The Left also regard it as a means of reducing inequality and economic insecurity, whilst libertarians detect an opportunity to abolish cumbersome layers of welfare bureaucracy in place of a simplified system which also maximises individual choice.
Is any of this realistic? Probably not, but there is little empirical basis upon which to provide a definitive answer either way. Various small-scale schemes, including the most recent high-profile case in Finland, have not produced any discernible insight into the effects of a universal basic income. The majority of the experiments have been severely limited in scope, including in Finland, where participants were exclusively unemployed. Interestingly, the project has proved politically unpopular and has not been extended by the government.
Currently, there are pilot schemes underway in Silicon Valley and several European countries, including Scotland. However, free-marketeers in the UK would be foolish to support Labour’s proposal to introduce a similar pilot in England. Sensible analysis suggests that in practice, it will lead to higher taxes, higher debt and mass delinquency.
A policy of money for nothing undermines the incentive to work. Governments subsidise activities which they want to encourage (such as the production of green energy) and tax those which they want to reduce (like smoking). Therefore, it is inevitable that if you subsidise people to not work, many will do exactly that, even if there is employment available. This problem would be confounded by the perverse incentive for employers to offer lower wages, knowing that their employees are subsidised by a state income (much like tax credits). No wonder the idea is doing the rounds amongst those in Silicon Valley…
What’s more, large numbers of people out of work historically generates negative social consequences. Rather than a utopian society of leisurely and artistic pursuits, universal basic income will create enclaves of people who are dispossessed and languishing in relative poverty, cast as surplus to requirements. Crime and drug abuse often fills the void left by the absence of earning a living. Rather than reducing inequality, it would erect a stark divide between the productive and the unproductive.
The financial cost would be equally as damaging. Some on the right suggest that transferring to one, single payment made to all households would be cost neutral, since it would simply replace the existing welfare system. However, an OECD report has revealed that a cost neutral basic income would leave those at the lower end of the income distribution worse off relative to the current system, except for the very poorest.
Meanwhile, those on middle incomes would be better off, since the basic income would be greater than the losses incurred from the abolishment of tax-free allowances. In short, it would be a subsidy for the middle classes at the expense of the poor.
Therefore, for the policy to be redistributive, it would have to be funded by taxation as well. As Robert Colvile, the director of the Centre for Policy Studies outlined in an article last year, even to fund the RSA’s meagre proposal of £3,692, lots of people would have to pay significantly more tax. To get to a level where people could live sufficiently off their state income, the costs would be astronomical. This would be an intolerable burden for individuals and business, with far-reaching consequences for the economy.

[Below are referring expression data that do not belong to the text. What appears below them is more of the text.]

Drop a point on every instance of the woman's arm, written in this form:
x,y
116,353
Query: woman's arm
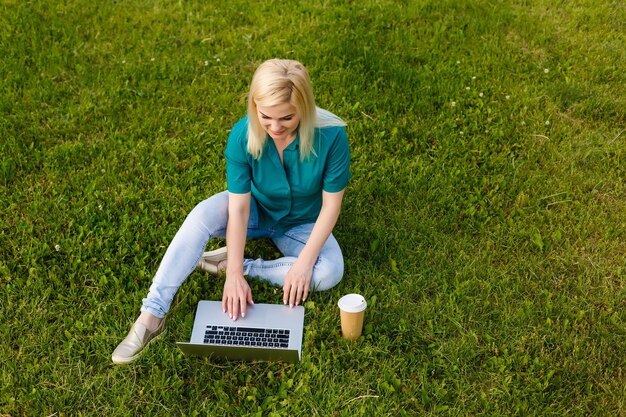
x,y
298,279
237,293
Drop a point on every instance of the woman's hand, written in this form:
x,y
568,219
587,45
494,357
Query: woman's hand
x,y
236,297
297,282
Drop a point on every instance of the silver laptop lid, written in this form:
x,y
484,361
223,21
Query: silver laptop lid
x,y
286,322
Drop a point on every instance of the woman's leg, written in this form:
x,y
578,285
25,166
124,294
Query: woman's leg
x,y
327,271
207,220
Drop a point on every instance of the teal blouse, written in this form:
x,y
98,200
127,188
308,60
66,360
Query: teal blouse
x,y
288,194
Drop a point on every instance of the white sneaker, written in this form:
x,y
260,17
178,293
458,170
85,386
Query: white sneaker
x,y
138,338
210,261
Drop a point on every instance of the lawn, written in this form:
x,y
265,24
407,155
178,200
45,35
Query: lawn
x,y
485,220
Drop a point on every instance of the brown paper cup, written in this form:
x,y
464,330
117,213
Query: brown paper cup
x,y
352,311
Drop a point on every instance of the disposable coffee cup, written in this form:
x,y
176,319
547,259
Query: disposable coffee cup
x,y
352,309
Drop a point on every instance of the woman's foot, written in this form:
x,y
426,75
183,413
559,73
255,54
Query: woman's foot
x,y
146,328
213,262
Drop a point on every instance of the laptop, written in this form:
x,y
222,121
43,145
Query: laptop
x,y
269,332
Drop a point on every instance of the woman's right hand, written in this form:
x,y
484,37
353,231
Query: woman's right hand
x,y
236,297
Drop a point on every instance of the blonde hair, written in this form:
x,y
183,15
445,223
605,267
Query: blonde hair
x,y
279,81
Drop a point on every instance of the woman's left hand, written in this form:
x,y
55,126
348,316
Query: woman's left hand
x,y
297,281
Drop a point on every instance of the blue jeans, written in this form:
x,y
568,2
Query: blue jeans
x,y
208,220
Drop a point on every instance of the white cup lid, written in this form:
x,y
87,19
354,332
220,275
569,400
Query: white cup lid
x,y
352,303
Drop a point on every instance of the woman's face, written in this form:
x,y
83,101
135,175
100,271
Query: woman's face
x,y
280,121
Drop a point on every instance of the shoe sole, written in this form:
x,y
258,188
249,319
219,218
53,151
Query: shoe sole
x,y
126,361
215,255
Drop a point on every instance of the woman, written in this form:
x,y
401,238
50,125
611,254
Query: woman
x,y
287,165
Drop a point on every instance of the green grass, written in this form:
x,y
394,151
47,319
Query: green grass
x,y
485,221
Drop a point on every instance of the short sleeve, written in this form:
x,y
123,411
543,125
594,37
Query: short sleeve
x,y
238,169
337,170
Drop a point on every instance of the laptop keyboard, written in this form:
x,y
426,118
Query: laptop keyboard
x,y
246,336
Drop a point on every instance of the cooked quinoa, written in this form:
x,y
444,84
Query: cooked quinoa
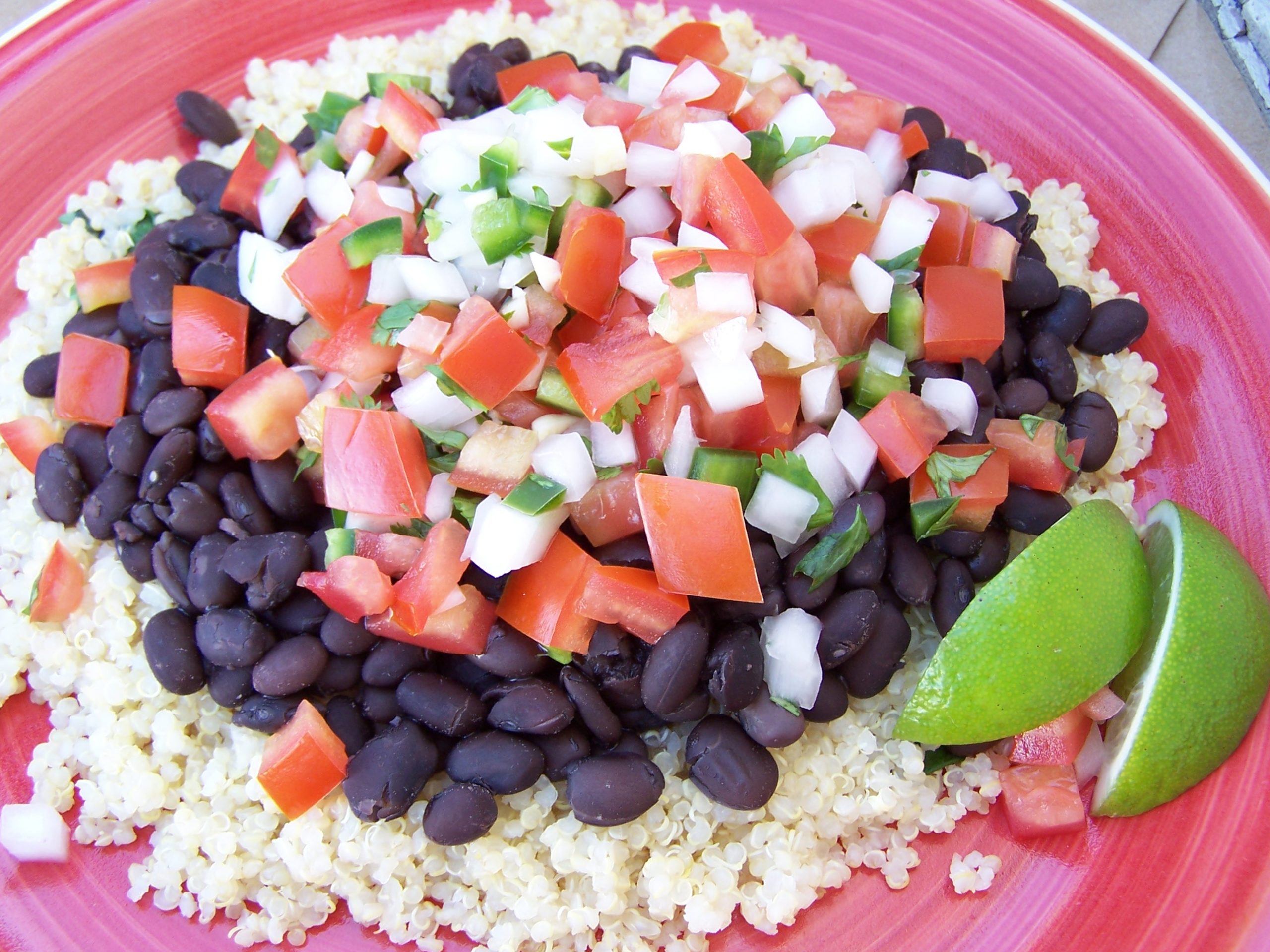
x,y
850,796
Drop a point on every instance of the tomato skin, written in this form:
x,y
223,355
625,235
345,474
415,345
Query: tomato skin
x,y
980,495
107,284
303,762
27,438
374,463
255,416
590,253
92,380
1042,800
698,537
352,586
209,337
632,598
1034,461
906,432
610,511
60,590
320,277
541,599
695,39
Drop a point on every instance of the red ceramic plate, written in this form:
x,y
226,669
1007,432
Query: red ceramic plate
x,y
1184,221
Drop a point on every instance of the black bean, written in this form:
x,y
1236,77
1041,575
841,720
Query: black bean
x,y
172,653
459,814
831,701
1091,418
1114,325
40,379
505,763
233,638
268,565
846,625
869,670
736,667
345,638
390,660
592,710
675,665
992,555
530,706
276,481
728,766
1032,511
954,588
266,714
244,506
229,687
1023,395
607,790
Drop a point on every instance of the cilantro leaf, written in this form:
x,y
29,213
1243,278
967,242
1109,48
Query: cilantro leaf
x,y
944,470
832,554
793,469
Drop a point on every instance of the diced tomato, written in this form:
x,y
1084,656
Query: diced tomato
x,y
1055,743
242,193
632,598
995,249
965,313
92,380
742,211
328,289
948,240
27,438
209,337
393,552
623,358
837,244
107,284
432,577
980,495
303,762
541,599
1042,801
405,119
590,253
1034,461
697,534
60,588
255,416
697,39
352,586
374,463
610,511
906,432
856,116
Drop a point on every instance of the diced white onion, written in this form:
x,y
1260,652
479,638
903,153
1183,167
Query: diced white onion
x,y
504,538
566,460
854,447
873,284
35,833
821,395
954,402
609,448
645,211
824,465
440,502
790,664
677,457
780,508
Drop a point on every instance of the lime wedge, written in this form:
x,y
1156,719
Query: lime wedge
x,y
1053,627
1198,681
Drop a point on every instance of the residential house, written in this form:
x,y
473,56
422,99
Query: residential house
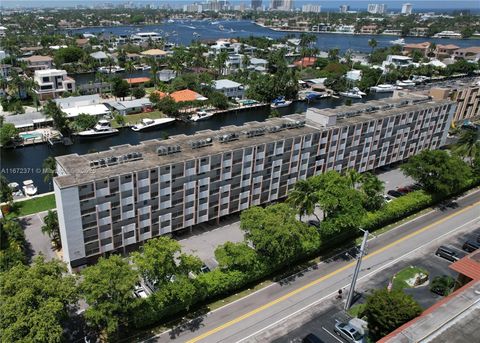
x,y
421,47
52,83
86,104
130,106
154,53
229,88
37,62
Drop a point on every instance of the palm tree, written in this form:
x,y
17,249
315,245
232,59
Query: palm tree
x,y
373,44
52,229
304,198
129,68
468,144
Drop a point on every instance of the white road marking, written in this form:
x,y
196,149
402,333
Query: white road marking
x,y
359,279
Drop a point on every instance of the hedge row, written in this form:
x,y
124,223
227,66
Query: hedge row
x,y
220,283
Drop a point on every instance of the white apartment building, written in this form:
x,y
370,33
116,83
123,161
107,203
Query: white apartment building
x,y
52,83
115,200
407,9
377,8
309,8
229,88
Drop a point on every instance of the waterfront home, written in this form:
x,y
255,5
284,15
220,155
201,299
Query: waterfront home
x,y
86,104
229,88
258,64
154,53
421,47
52,83
38,62
130,106
444,51
471,53
399,61
100,56
166,75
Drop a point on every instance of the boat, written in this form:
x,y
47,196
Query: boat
x,y
147,123
353,93
280,102
201,115
384,88
101,129
406,83
29,188
400,41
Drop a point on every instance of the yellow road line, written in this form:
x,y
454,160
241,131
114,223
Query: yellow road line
x,y
325,277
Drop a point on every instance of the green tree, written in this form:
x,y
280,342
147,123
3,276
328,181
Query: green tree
x,y
437,171
468,144
304,198
236,256
8,132
386,311
276,235
52,228
108,290
35,302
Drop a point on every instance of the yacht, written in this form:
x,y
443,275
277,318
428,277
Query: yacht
x,y
384,88
101,129
148,123
201,115
354,93
29,188
280,102
400,41
406,83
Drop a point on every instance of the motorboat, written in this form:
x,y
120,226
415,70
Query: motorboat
x,y
201,115
147,123
400,41
103,128
280,102
406,83
354,93
384,88
29,188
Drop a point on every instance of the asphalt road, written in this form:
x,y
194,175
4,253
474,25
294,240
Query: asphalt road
x,y
248,318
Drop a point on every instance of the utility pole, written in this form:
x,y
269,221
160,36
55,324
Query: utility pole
x,y
357,270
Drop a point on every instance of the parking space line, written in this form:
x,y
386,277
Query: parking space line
x,y
331,334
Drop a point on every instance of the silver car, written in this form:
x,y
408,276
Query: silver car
x,y
348,332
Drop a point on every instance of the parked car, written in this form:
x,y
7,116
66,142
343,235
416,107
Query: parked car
x,y
311,338
348,332
447,253
393,193
471,246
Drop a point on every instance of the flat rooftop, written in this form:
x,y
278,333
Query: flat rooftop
x,y
79,170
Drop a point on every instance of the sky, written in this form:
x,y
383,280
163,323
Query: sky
x,y
354,4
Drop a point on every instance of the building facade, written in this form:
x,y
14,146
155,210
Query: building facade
x,y
115,200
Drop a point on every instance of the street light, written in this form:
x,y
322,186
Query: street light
x,y
357,269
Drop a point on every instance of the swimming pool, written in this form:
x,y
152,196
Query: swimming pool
x,y
31,135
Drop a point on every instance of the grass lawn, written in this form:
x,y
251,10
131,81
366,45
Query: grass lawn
x,y
400,279
131,119
23,208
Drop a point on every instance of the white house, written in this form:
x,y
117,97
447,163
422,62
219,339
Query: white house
x,y
52,83
86,104
229,88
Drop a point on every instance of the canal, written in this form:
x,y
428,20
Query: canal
x,y
24,163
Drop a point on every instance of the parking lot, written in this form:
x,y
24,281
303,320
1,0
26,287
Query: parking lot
x,y
322,318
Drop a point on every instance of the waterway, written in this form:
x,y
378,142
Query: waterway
x,y
25,163
181,32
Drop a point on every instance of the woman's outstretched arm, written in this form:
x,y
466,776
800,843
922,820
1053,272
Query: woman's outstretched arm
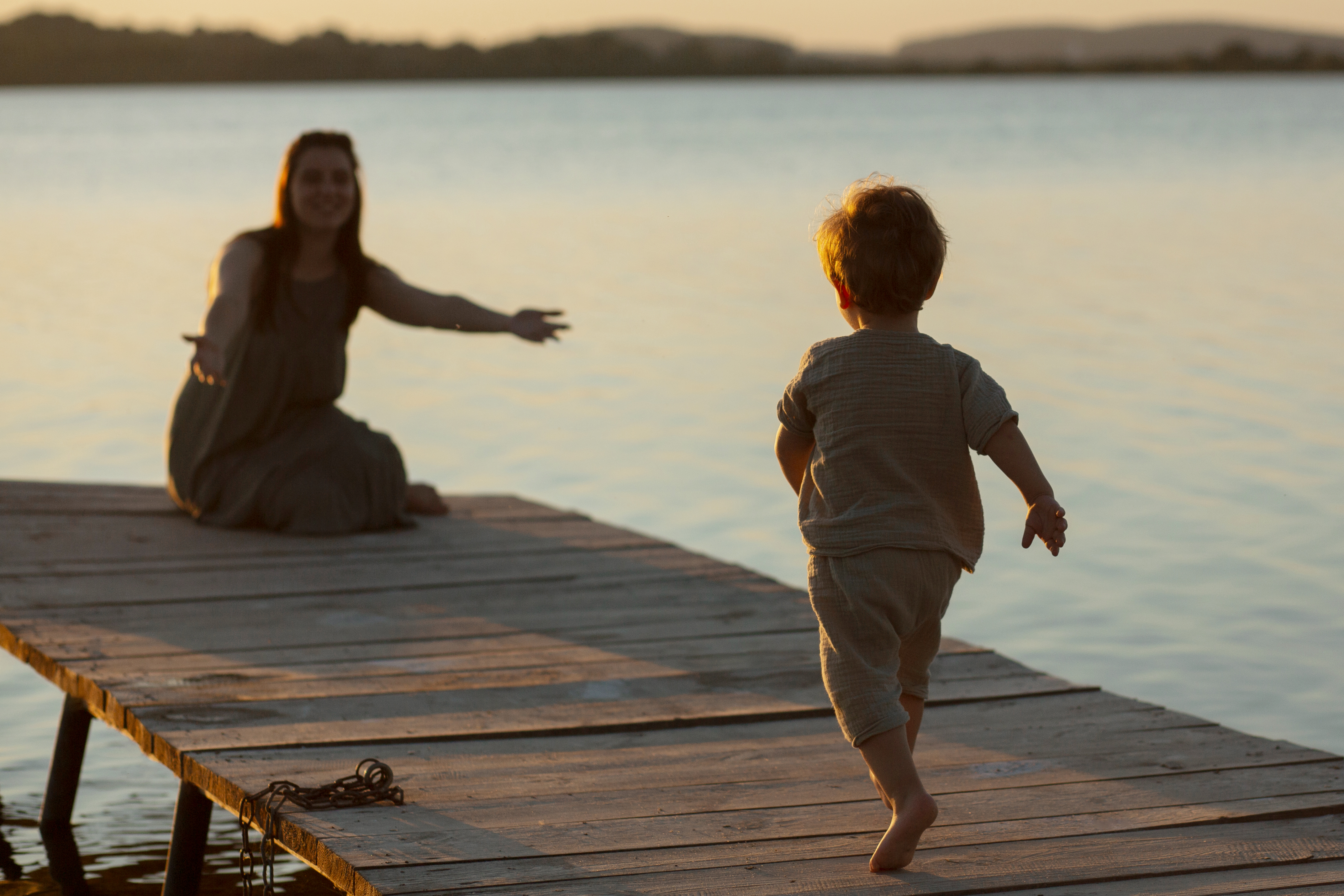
x,y
230,293
398,301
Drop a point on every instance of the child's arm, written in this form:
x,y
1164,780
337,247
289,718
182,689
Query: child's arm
x,y
1010,452
793,452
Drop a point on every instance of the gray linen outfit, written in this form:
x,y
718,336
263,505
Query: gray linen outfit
x,y
889,508
271,449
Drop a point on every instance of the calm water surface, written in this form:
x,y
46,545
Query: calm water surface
x,y
1152,268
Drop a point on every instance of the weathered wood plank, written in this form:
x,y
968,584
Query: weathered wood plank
x,y
701,758
445,539
506,651
591,614
33,498
451,794
393,840
495,670
1314,879
780,868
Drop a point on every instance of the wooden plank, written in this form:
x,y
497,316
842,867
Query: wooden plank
x,y
781,868
443,539
394,839
1315,879
451,672
504,651
33,498
704,757
445,792
504,711
550,719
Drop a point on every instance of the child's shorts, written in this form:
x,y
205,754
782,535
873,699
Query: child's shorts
x,y
881,616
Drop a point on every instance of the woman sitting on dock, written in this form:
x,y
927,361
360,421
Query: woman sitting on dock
x,y
256,439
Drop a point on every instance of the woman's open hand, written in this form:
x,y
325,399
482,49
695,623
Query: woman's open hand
x,y
209,361
531,324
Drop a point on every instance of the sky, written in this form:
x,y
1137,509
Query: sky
x,y
838,25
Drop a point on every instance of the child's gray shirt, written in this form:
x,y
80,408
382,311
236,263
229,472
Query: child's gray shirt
x,y
893,416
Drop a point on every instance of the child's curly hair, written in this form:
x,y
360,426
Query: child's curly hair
x,y
885,245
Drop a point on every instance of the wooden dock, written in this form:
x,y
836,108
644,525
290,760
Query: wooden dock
x,y
580,710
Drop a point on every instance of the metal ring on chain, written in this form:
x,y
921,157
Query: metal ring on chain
x,y
372,784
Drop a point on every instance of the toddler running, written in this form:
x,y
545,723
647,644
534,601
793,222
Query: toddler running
x,y
874,436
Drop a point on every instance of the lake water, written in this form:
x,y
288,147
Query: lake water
x,y
1151,266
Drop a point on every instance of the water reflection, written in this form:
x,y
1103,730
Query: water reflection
x,y
8,867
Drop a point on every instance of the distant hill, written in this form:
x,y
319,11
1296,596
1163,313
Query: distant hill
x,y
1092,48
64,50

This is the fundamental flaw with the whole concept of a universal basic income; it is simply unaffordable. At a time when the tax burden is at its highest level since the mid-1980s and the government is in search of an extra £20bn for the NHS, we are already in danger of undermining the limited progress we’ve made in tackling the debt and deficit since 2010.
What’s more, the policy appears wholly unnecessary in our current moment. Income inequality is at its lowest since the mid-1980s and employment is at its highest since records began. As for the future, it is difficult to know what new technologies will bring. But is it not conceivable that like previous technological revolutions, this one will change the nature of employment rather than eliminate it entirely?
There are more immediate threats to employment than Artificial Intelligence. Those who believe in the free-market should focus their attention on winning the battle of ideas, not telling everyone that robots are going to steal their jobs.